演歌

言語的感情再現技術としての演歌

演歌は「音楽」ではありません。「うた」を聴かせるものです。
演歌の「うた」は語りです。語りとは言語による感情の吐露です。

つまり、演歌は、

  • 言語的な
  • 共感しやすい*1
  • 定型の

表現技術なのです。
演歌の音楽的要素は極めて矮小化された西洋音楽のサブセットで*2、いわば「音楽」の要素は演歌にとっておまけ。メロディもコードも一本調子でよいのです。
逆に、欧米のポップスに慣れ親しんでいない国民にとっては、音楽性は感情再現にとって邪魔とすら言えます。
大衆が好むのは、自分たちの日常に合った下世話な享楽。ポップス以前の大衆にとってそれが演歌というものなのでしょう。

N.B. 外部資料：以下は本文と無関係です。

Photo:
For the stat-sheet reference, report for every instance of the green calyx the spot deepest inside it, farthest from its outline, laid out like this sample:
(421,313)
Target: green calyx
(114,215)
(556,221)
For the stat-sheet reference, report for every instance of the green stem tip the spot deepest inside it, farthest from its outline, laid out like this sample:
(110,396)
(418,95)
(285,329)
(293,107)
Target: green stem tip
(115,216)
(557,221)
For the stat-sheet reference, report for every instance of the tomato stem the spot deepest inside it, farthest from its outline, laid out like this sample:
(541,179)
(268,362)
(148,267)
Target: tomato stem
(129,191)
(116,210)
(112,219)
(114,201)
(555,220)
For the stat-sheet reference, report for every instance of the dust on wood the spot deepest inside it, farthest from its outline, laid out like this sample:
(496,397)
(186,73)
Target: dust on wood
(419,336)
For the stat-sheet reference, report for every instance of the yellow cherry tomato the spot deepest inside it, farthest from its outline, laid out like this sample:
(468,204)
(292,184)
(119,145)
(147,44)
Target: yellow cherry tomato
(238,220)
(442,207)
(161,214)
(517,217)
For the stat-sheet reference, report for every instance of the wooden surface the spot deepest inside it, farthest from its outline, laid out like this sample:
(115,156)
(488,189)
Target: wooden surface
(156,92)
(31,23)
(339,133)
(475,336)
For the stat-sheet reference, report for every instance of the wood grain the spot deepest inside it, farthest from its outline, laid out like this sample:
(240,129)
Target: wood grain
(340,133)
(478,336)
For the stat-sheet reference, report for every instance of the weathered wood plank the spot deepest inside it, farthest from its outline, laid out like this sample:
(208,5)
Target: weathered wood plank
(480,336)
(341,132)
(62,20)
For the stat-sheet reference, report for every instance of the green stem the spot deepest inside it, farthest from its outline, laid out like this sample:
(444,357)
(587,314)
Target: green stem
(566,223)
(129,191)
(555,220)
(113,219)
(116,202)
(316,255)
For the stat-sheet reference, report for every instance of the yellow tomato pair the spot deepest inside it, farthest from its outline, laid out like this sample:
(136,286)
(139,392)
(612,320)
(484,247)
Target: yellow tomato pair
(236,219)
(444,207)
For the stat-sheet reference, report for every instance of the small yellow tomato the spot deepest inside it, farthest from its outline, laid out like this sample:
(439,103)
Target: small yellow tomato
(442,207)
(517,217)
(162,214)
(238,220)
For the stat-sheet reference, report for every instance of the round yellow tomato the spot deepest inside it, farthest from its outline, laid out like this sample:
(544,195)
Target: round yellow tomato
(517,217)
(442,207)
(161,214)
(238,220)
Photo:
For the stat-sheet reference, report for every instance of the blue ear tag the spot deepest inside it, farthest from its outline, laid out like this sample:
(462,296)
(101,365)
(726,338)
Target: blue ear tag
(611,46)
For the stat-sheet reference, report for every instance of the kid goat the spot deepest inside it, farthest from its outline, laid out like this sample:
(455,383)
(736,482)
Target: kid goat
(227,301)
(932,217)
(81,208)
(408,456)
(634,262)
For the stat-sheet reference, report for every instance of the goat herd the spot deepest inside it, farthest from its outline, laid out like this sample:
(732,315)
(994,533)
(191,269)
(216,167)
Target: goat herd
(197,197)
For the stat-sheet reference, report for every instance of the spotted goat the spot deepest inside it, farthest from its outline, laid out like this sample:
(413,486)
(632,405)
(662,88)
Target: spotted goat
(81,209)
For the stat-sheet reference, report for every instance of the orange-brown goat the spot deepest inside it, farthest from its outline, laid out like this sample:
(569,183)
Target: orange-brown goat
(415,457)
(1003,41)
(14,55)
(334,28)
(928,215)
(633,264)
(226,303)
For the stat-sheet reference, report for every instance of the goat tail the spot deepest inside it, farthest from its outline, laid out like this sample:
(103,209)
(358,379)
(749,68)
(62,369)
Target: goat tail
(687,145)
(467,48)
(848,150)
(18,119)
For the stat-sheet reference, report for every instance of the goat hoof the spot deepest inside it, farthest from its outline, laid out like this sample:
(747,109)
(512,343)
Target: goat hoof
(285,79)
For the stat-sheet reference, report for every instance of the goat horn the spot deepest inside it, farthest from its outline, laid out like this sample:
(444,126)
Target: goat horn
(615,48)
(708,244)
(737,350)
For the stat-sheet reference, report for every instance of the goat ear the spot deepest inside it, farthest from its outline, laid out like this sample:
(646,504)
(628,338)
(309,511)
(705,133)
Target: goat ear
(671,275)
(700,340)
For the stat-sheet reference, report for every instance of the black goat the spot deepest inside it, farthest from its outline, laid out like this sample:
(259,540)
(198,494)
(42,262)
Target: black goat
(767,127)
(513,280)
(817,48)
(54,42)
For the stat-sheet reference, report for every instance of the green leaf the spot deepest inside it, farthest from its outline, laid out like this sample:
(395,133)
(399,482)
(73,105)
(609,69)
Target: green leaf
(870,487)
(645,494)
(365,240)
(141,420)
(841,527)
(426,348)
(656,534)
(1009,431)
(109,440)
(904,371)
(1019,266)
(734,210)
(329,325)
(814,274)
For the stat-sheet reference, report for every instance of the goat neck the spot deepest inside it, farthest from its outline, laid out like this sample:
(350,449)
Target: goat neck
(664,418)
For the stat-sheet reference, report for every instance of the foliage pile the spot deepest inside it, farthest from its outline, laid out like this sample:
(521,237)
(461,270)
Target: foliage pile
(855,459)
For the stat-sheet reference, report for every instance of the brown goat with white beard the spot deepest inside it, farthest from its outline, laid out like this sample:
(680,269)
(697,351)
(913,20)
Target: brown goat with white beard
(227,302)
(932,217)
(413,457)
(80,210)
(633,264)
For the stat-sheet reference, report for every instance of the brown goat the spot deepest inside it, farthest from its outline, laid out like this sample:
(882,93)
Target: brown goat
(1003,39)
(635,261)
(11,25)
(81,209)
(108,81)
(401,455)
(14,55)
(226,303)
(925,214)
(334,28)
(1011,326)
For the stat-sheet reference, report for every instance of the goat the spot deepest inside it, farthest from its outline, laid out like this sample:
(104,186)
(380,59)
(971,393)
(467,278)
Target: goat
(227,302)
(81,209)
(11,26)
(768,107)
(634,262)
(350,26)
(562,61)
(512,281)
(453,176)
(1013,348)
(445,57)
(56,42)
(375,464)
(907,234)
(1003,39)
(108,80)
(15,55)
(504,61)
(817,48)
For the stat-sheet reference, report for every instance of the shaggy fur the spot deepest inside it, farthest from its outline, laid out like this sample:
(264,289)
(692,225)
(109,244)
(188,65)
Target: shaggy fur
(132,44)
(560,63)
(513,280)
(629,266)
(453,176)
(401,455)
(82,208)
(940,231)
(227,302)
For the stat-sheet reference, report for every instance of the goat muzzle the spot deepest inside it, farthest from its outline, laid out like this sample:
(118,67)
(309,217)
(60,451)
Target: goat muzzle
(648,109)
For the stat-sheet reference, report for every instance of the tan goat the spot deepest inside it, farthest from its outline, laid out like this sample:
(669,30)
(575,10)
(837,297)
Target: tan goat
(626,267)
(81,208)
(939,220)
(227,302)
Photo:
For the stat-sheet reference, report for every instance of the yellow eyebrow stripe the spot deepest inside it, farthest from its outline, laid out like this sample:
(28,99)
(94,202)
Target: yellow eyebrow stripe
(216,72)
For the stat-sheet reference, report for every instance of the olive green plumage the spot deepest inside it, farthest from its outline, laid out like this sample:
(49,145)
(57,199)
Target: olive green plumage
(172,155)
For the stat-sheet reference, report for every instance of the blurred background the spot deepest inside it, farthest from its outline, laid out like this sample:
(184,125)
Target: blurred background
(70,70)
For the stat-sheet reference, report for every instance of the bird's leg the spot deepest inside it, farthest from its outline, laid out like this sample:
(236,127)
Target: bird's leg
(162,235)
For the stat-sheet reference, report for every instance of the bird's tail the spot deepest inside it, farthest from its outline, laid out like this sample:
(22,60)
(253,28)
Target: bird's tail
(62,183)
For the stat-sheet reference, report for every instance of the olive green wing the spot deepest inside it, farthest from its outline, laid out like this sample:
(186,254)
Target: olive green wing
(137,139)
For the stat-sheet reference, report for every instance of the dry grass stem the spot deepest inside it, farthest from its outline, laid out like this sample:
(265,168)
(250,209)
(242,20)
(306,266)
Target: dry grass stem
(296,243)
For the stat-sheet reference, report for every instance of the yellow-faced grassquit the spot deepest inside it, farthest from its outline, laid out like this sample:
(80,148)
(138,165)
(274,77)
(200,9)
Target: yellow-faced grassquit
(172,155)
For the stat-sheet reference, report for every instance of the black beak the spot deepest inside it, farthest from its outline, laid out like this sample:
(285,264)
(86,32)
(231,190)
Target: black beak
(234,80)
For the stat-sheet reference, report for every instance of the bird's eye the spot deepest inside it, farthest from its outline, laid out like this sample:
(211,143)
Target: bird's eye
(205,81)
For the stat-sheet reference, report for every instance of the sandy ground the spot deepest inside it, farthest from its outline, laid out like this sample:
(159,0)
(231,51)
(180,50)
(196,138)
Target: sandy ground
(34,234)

それがゆえに、大衆の音楽レベルの変化によって、演歌が崩壊の一途をたどる*3のは仕方ないことですね。

歌姫

作曲家に、その演歌の粋を集めたと言わしめたのが、前述の美空ひばり「みだれ髪」。
美空ひばりが永遠の歌姫たるゆえんは、演歌を好まない世代に対して、演歌を歌っても感動させてしまうところ。
演歌に限らず、音楽は小手先の技術の塊です。それを超越してしまう表現力。それがゆえに、広く愛されていたのでしょう。
まさしく不世出の天才だったのです*4

特殊技術者としての演歌歌手

演歌界は、いつまでたっても演歌界から美空ひばりを超える人を輩出できません。これは必然だといえます。
演歌歌手とは、演歌という完成された、しかし今や小さなマーケットに最適化されてしまった、一種の特殊技術者だからです。
戦後60年、研鑚を続けてきた演歌界のヴォーカリストの技術レベルは総じて高いのですが、その技術はもはや新しい購買層を惹きつけるものではないのです。

美空ひばりの死とともに、演歌はすでにその役目を終えたといえます。

*1:「失恋の痛み」「別れた恋人を思い出す」等というのが代表的。

*2:演歌が日本の心だなんてとんでもない話です。「荒城の月」の作者、滝廉太郎は、フランス音楽を学んできたのですよね。日本固有の音楽があるとすれば、雅楽や民謡でしかありません。

*3:依然としてポップスの中でも感情表現が下世話で理解しやすいものがマーケットの中心です。モーニング娘。大塚愛オレンジレンジがその筆頭でしょう。

*4:惜しむらくは、最後の大ヒット作「川の流れのように」が谷村新司「昴」まんまだということです。しょせんは、おニャン子クラブと同じ、秋元康の企画モノなのですよ!